TEXT OF STORY
Bill Radke: It is quite a turnaround for the resurrected General Motors. GM has decided not to sell its European unit, Opel. It’s a risky decision and it’s likely to rile the government of Germany, where Opel — and tens of thousands of its workers — are based. Marketplace’s Mitchell Hartman has the story.
Mitchell Hartman: Germany’s government favored a sale of Opel to an investor group made up of Canadian auto-parts maker Magna, and a Russian bank. The hope was, that would save German jobs. But the sale ran into antitrust concerns in Europe. GM, meanwhile, had concerns of its own. It worried its designs and technology would get into the hands of competing automakers, especially in Russia.
Rebecca Lindland tracks the auto industry at IHS Global Insight.

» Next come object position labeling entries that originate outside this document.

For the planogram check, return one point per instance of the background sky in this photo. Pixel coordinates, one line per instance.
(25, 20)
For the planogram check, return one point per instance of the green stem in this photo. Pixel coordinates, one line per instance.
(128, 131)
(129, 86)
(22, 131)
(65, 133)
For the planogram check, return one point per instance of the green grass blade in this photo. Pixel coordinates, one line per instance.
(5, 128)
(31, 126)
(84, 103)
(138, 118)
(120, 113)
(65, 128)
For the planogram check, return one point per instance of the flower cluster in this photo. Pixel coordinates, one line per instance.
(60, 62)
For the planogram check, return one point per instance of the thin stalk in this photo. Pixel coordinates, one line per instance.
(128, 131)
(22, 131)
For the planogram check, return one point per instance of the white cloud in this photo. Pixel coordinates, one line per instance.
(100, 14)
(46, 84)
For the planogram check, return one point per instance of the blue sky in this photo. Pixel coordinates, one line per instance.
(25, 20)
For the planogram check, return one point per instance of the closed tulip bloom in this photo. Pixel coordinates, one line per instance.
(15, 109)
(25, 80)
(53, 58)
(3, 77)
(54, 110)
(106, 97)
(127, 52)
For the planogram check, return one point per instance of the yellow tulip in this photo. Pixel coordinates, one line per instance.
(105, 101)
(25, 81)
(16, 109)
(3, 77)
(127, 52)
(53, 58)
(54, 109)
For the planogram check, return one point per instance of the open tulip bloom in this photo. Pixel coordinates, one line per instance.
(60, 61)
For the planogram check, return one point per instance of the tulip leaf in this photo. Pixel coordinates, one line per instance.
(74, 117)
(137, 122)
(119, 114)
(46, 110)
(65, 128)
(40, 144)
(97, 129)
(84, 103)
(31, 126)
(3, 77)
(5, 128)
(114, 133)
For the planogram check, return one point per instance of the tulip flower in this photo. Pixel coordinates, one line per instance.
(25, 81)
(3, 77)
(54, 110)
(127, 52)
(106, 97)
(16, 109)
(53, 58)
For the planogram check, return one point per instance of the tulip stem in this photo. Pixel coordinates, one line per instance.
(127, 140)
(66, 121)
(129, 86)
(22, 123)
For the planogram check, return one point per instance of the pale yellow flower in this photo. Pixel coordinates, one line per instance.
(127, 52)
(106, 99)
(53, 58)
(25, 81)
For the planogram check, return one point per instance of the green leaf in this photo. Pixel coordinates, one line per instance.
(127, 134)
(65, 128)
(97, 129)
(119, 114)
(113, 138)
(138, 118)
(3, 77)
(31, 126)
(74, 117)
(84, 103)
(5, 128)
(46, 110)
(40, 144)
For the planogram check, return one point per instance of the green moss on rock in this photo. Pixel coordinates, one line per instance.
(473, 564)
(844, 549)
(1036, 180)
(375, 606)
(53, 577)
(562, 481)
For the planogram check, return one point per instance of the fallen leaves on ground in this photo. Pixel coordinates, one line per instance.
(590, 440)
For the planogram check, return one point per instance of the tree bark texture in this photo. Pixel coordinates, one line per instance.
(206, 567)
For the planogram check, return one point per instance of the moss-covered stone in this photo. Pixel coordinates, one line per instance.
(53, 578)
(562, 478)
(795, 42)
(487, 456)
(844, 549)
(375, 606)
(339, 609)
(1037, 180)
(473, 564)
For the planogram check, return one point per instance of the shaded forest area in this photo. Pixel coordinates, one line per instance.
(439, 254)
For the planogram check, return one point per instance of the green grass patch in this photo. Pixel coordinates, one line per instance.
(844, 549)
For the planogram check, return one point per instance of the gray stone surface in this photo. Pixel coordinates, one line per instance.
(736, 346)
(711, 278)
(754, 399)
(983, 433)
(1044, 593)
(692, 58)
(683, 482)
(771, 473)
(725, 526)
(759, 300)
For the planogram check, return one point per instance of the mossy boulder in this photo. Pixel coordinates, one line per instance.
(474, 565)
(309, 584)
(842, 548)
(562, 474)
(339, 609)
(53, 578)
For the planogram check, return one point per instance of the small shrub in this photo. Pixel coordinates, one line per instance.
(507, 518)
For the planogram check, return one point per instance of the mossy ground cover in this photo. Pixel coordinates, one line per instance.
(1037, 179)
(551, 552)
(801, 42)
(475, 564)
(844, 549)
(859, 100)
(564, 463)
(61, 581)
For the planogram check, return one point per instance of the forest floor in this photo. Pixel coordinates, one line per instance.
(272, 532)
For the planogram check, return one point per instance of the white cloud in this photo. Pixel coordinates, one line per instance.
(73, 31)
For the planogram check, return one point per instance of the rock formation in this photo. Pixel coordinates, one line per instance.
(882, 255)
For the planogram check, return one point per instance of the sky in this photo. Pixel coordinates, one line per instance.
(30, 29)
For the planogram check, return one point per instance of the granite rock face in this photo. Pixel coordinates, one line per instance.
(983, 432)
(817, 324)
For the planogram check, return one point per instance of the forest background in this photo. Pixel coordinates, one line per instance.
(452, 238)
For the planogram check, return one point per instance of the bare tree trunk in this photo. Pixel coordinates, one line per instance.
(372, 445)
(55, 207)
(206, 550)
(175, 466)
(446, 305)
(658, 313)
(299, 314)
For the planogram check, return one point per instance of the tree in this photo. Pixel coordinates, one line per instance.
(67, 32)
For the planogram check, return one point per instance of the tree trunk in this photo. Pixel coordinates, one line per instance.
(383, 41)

REBECCA LINDLAND: There’s a lot of strategic benefits to having such a strong 100-percent, wholly-owned presence in Europe. I think behind the scenes they’ve been desperately trying to figure out a way to make this work.
With the decision to hold on to Opel, GM will now have to pump a few billion dollars in to get the company profitable again. And it faces a backlash from the German government as it downsizes the workforce there. Germany has asked the automaker to repay money it got to help it through the financial crisis.
I’m Mitchell Hartman for Marketplace.